3) At this point it sounds like your coolant is working OK. I'd recommend you do the following ..... check the coolant level in the reservoir to be sure it is at least above the MINIMUM level, maybe even mark the level with a grease pencil or some other mark you can erase easily. Then take the car and do a "highway run" .... get out on a freeway or highway and do at least a 10 or 15 minute drive at legal speeds ... 60 ... 65 .... 70 ... (obviously watching your temp gauge) then come back home and let engine cool. Check level of coolant once engine has cooled again. If the level has dropped, you are still getting air out of the system .... if the temps and level were normal during and after the run ... I'd say you got all the air out.
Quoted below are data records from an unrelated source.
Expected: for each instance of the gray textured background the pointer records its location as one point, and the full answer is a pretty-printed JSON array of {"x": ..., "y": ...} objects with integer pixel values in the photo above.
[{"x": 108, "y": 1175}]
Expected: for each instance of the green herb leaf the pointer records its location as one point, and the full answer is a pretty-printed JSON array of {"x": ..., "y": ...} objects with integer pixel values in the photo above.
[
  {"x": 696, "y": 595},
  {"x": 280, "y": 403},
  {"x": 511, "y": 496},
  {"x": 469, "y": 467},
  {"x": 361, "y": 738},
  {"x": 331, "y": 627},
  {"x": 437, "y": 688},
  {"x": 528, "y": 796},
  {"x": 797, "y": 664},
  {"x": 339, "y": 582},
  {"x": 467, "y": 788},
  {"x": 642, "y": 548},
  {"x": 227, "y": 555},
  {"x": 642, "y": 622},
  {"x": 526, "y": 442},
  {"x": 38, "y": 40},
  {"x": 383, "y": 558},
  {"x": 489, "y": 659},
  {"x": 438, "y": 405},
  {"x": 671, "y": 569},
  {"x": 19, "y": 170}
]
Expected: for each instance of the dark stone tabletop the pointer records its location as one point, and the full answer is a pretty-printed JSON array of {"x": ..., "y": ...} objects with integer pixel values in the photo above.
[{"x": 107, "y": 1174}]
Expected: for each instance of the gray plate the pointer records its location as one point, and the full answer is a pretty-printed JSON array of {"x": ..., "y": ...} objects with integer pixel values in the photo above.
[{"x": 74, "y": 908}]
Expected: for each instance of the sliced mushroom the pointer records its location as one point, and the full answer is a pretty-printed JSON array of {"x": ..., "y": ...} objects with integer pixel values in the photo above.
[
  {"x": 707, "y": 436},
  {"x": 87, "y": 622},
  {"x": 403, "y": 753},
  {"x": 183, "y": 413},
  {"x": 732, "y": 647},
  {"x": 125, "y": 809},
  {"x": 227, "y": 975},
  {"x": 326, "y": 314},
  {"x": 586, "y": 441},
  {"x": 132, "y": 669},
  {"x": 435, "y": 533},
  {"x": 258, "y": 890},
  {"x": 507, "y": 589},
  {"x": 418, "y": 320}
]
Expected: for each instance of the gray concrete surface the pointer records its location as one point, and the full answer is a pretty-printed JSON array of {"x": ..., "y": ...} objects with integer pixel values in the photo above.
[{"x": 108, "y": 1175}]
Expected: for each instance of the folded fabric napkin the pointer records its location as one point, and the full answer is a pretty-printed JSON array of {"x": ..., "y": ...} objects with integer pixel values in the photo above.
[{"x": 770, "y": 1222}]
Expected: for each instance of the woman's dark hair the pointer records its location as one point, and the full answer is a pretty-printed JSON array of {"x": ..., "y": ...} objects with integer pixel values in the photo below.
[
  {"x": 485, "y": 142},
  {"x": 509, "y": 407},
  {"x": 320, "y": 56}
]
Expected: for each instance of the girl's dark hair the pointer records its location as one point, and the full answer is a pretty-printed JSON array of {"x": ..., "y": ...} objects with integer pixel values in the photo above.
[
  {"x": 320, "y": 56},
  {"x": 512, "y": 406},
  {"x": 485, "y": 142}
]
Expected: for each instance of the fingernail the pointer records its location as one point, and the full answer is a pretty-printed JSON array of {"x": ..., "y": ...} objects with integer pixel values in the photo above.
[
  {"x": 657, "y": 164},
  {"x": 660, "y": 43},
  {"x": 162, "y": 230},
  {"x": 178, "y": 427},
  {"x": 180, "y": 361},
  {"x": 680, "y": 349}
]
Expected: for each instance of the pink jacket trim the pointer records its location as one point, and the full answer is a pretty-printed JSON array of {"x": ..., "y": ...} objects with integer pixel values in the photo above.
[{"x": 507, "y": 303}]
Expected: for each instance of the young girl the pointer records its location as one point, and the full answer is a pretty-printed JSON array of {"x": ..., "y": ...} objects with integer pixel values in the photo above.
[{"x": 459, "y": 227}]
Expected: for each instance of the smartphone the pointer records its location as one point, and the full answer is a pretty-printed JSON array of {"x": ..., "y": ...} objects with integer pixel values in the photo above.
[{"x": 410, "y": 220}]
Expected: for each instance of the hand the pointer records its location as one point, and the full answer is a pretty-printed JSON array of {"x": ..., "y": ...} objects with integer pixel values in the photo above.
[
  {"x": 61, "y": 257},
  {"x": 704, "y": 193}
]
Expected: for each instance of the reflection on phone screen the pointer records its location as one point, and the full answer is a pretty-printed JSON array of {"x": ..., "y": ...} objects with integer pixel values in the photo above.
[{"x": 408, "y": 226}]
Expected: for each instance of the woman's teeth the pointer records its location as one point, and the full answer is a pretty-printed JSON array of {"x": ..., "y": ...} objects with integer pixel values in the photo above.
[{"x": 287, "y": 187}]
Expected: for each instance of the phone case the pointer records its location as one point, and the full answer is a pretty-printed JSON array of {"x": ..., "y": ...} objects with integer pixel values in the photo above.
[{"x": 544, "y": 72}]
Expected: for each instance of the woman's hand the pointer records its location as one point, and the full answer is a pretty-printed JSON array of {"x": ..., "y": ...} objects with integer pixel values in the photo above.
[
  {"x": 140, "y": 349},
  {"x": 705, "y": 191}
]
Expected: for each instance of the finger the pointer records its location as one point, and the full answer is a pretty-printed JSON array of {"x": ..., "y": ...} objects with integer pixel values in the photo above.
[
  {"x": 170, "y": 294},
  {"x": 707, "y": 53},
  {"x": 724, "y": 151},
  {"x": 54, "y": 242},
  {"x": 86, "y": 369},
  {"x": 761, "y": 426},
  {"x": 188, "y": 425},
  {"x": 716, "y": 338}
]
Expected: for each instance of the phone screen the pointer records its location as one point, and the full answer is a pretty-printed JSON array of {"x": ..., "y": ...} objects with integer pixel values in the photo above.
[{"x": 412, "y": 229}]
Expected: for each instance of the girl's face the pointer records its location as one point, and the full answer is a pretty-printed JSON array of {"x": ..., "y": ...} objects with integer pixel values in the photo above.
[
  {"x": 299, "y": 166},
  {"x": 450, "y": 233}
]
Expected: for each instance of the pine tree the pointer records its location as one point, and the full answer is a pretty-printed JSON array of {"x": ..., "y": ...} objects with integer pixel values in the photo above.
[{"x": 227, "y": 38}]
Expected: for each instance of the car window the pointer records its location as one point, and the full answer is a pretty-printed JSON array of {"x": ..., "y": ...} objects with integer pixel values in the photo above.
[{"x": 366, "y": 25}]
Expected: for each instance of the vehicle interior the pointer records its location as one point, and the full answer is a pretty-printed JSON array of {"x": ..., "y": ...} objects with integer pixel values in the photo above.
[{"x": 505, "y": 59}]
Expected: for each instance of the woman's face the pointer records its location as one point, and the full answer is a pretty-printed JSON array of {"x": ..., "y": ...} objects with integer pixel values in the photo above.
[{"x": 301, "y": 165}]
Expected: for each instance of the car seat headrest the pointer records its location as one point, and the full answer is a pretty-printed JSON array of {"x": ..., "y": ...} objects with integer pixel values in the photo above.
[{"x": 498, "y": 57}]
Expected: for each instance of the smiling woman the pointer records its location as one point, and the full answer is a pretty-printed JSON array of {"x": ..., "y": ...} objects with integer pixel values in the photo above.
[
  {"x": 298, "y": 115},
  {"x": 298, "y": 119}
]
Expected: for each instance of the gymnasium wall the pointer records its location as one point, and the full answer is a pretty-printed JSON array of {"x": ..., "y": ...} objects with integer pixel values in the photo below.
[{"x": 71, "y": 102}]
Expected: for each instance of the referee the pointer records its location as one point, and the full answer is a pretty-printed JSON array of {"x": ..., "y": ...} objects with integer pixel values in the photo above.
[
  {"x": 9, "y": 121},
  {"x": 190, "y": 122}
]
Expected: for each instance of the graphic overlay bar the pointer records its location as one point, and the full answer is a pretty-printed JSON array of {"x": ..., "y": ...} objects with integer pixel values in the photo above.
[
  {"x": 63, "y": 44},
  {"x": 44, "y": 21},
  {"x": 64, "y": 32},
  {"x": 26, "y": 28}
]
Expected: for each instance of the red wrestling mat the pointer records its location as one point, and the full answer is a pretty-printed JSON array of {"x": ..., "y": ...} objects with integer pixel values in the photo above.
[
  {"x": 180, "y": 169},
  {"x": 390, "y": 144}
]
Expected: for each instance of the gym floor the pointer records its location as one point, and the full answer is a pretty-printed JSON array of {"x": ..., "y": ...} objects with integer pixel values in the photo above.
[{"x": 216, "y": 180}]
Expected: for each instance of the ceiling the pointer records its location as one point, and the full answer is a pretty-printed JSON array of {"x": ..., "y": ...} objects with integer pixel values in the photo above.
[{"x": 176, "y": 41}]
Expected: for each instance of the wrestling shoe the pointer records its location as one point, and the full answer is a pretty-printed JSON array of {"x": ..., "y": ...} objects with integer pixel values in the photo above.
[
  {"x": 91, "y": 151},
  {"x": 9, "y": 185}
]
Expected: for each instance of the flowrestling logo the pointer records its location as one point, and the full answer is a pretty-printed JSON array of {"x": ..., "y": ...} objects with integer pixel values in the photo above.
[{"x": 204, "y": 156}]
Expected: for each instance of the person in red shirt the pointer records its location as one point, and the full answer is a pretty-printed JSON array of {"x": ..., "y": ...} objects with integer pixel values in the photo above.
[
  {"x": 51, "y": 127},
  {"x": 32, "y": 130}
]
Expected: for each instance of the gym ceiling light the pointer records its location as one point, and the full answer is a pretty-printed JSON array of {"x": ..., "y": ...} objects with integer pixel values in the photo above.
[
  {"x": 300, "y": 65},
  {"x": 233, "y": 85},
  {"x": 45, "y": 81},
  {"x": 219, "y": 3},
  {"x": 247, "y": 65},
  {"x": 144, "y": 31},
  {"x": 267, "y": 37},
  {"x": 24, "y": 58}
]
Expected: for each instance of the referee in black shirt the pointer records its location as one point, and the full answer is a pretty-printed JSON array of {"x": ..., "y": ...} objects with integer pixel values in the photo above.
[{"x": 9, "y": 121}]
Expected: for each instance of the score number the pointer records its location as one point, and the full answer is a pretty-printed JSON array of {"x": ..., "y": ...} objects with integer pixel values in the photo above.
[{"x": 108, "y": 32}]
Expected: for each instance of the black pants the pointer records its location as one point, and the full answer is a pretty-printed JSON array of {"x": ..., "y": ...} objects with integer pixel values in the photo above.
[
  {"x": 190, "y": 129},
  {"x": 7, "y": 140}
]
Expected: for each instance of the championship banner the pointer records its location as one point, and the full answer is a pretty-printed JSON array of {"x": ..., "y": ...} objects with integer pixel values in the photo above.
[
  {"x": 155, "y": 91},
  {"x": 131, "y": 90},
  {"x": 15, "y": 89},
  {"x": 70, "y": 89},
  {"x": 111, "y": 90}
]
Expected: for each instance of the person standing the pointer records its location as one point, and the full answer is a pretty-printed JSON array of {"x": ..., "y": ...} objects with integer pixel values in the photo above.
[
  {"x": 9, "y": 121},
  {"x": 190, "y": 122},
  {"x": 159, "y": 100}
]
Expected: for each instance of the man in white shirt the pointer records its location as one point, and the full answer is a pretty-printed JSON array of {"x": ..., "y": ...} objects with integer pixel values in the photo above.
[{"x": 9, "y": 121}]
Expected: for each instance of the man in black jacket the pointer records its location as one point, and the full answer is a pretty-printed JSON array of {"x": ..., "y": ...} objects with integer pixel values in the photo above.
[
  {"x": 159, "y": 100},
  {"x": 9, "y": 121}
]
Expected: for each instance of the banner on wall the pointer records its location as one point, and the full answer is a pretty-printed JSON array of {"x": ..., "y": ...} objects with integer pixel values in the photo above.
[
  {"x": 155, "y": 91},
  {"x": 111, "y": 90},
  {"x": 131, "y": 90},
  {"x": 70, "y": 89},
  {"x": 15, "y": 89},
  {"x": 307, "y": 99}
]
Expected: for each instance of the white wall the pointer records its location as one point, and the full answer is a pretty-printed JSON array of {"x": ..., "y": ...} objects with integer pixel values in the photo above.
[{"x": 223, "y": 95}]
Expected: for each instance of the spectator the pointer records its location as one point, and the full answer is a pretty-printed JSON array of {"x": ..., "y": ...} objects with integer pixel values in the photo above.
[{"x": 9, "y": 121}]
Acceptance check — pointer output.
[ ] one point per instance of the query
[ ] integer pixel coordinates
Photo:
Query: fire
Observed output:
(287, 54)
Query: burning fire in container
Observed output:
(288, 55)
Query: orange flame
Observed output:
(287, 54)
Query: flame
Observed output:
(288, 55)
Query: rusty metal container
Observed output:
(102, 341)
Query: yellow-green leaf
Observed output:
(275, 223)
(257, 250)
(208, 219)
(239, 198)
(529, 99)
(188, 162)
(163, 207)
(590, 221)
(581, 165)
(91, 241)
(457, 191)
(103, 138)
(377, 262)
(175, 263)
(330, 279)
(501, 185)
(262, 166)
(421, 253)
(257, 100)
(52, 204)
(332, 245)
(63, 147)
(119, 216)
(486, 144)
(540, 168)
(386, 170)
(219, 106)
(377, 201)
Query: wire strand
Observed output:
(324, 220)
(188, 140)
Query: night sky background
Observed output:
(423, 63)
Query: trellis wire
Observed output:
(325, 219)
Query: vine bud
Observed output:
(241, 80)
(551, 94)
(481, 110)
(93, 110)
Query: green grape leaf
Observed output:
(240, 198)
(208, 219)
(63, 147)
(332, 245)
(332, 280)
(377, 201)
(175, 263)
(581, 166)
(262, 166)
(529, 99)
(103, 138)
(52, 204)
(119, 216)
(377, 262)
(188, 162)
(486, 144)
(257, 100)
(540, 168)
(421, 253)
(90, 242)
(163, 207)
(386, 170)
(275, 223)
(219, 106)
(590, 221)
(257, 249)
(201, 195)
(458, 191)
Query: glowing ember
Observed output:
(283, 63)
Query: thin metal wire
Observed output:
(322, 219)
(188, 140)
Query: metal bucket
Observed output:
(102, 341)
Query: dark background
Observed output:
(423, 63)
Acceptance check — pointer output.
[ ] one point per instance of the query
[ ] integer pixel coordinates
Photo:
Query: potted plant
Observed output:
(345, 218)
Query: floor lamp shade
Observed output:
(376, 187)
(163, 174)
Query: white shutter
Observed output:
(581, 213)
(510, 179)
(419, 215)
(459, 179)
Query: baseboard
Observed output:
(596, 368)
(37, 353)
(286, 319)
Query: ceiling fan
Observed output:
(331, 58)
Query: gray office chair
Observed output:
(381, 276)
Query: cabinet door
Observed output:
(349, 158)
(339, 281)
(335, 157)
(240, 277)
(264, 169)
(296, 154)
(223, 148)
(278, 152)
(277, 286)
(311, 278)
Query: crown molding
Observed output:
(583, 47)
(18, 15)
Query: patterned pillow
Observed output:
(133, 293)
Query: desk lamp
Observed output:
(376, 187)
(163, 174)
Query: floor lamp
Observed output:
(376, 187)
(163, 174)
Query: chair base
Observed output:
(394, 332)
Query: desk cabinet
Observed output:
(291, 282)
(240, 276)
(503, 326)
4) As Bugs Bunny would say ... unlax .... you haven't hurt the engine. It sounds like the "problem" is probably fixed. Next time you do a flush consider this .....
* After the first "fill" of coolant, fill the reservoir to the top and instead of just letting the car sit and idle, take it out and drive it around the block until the ECT hits about 200 to 220 .... then park the car and let it cool. The reservoir will probably be pretty low to empty at this point. Once the engine has cooled (couple of hours with the hood open) top up the reservoir and do another "drive around the block until you are dizzy" .... I'll bet that second drive will lower the reservoir, but it won't empty it. The cooling system seems to prefer being "driven" than just sitting idling ..... it gets air out more efficiently with a "high flow" rate than a "low flow" rate.
unlax dude ...
You haven't done anything wrong .....
Here's what I did: Start engine, put rag around upper hose at thermostat housing, then CAREFULLY squeeze hose clamp with pliers and wiggle hose till you hear air escaping ( For me this purged majority of trapped air)
Release clamp, and let engine idle. Watch coolant tank and you should see air bubbles rising from bottom. When bubbles quit, you are good to go. Top off tank after engine cools down. My coolant level is about 3/4" inch down in visible area of tank when cold.
I doubt if you hurt anything.
Update: what admiral94 says below is great advice. Keep cap tight.
Last edited by 22vette; May 11, 2008 at 12:01 AM.


With all the talk about bleeding the coolant system and not having any air in the system, one thing that is forgotten is that pressure is needed to move internal air pockets around, and air is needed to help build that pressure.
Also, overfilling the coolant system will actually prevent trapped air from moving around to the expansion tank.
Water in of itself does not compresses easily, whereas air does. If you study the pressure tank, you will note its design is intended to maintain air in the top of the tank which can provide much needed pressure to help both move air pockets around within the engine (to the tank), as well as prevent spot boiling, which can happen throughout the engine and create pockets of air where there may not have been any to begin with.
If the cap is not being put on immediately, but being left off until the water starts to expand out of the tank, it could delay the pressure build-up and actually cause overheating by allowing the vapor in the block to expand and block the water flow, before the tank pressure builds and counteracts/pushes any air trapped in the block.
I suspect that some of the overheating problems some folks are having is by not putting the cap on immediately to build up pressure and prevent spot boiling in the block/head, along with helping move any 'air' within the system to the logical collection point, the pressure tank.
Regarding your concern about engine damage, not sure about that, but if the thermostat sat in the 260 degree water, there is a chance its life may have been shortened, or its abilility to fully open, reduced.
So, you might consider changing the thermostat, especially if you didn't to begin with.